The hikes in prices, also due to the wet season, have forced consumers to shy away from buying such raw food, resulting in them skipping greens and other proteins. Instead, they are opting for cheaper, processed food.

General practitioner Dr V. Thiruyanasambanthar stressed that there’s no substitute for vegetables and eggs.

“Rising prices is forcing people to find alternatives. Sadly, these alternatives are either unhealthy or do not provide sufficient nutrition,” said Dr Thiruyanasambanthar, who runs a private practice in Ampang, Selangor.

“What’s a cheaper option these days? Instant noodles and processed food. When people don’t eat right, we are going to see a spike in non-communicable diseases.”

He added that the prices of supplements had gone up too and that eating leafy vegetables and fruits remained the best option.

Dr Thiruyanasambanthar said the biggest fear is that poor eating habits would also impact children and young adults.

“These children will grow up thinking that eating instant, or processed food, is normal. This will create bad eating habits and will cause health issues among our children fairly early on.

“I’ve come across instances where parents make their children drink cheap formula milk to make them full, instead of feeding them food. The sugar content in processed milk is high.
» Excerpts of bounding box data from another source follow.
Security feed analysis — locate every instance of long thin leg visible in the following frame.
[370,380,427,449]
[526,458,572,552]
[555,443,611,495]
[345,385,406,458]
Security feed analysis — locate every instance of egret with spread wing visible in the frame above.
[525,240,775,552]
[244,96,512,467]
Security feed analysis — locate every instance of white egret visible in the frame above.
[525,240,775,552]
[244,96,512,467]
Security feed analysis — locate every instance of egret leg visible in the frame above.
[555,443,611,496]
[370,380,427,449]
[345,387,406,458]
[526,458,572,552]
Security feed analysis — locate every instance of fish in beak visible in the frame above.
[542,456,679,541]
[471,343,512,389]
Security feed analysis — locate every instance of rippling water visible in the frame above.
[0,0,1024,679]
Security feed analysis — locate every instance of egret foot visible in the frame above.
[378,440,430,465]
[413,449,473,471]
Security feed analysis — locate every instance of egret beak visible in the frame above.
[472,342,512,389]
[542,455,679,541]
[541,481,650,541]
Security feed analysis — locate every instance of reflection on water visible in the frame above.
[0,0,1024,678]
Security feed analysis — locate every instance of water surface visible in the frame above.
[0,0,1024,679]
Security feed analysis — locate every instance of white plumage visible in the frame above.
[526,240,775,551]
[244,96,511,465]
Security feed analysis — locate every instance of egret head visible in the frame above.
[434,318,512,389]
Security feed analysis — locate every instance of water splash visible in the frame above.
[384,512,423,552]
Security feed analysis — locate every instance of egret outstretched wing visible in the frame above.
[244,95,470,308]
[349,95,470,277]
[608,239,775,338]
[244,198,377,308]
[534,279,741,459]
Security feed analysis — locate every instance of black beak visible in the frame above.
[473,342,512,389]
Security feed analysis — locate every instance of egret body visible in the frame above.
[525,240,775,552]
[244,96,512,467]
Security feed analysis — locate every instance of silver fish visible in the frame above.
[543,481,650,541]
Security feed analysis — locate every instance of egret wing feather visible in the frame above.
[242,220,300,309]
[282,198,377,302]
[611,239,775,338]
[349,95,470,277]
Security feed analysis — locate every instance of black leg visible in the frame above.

“As a parent or guardian, it is our responsibility to ensure that our children get proper food. I know that the cost of living is high but health, and ensuring that your children get proper meals at least three times a week, must be a priority,” he added.

Veteran nutritional consultant, Dr Tee E Siong, said the rising prices of food was a concern for nutritionists, adding that it was imperative for the government to keep the prices in check.

“Try and go for cheaper vegetables or local fruits. Having said that, local fruits aren’t cheap, either. Price is of course a concern… my advice is to continue looking for cheaper alternatives,” said Dr Tee.
“Eating healthy need not be expensive. It’s about eating the right portions.”

Dr Tee is president of the Nutrition Society of Malaysia and chairman of the National Steering Committee of Nutrition Month Malaysia.

He said consumers can refer to the Nutrition Month Malaysia’s website to learn more about good eating habits.

“Always remember the ‘quarter-quarter-half’ concept. A quarter of your plate needs to be filled with meat or fish, the other quarter with rice or noodles, and the remaining half of your plate should be filled with vegetables and fruits. This is the ideal diet.”

He added that parents played an important role in educating their children on the need for quality meals. Many fear that due to strapped budgets, consuming instant, or processed food, will be normalised in many households.

“If parents allow their children to consume processed food, the children will grow up thinking that, ‘My parents or grandparents fed me such food, so it should be okay for me to consume them’.

“This short window (in a child’s formative years) is critical, so parents must pay more attention to their food intake, and provide healthier meals.

“Instant noodles and burgers, taken once in awhile, is okay, but one should add other food items. If instant noodles are consumed with some vegetables and chicken slices, then it’s okay. Proteins and vegetables must be there. This goes back to the ‘quarter-quarter-half’ concept mentioned earlier.

“It’s about making meals more balanced and well-rounded,” he added.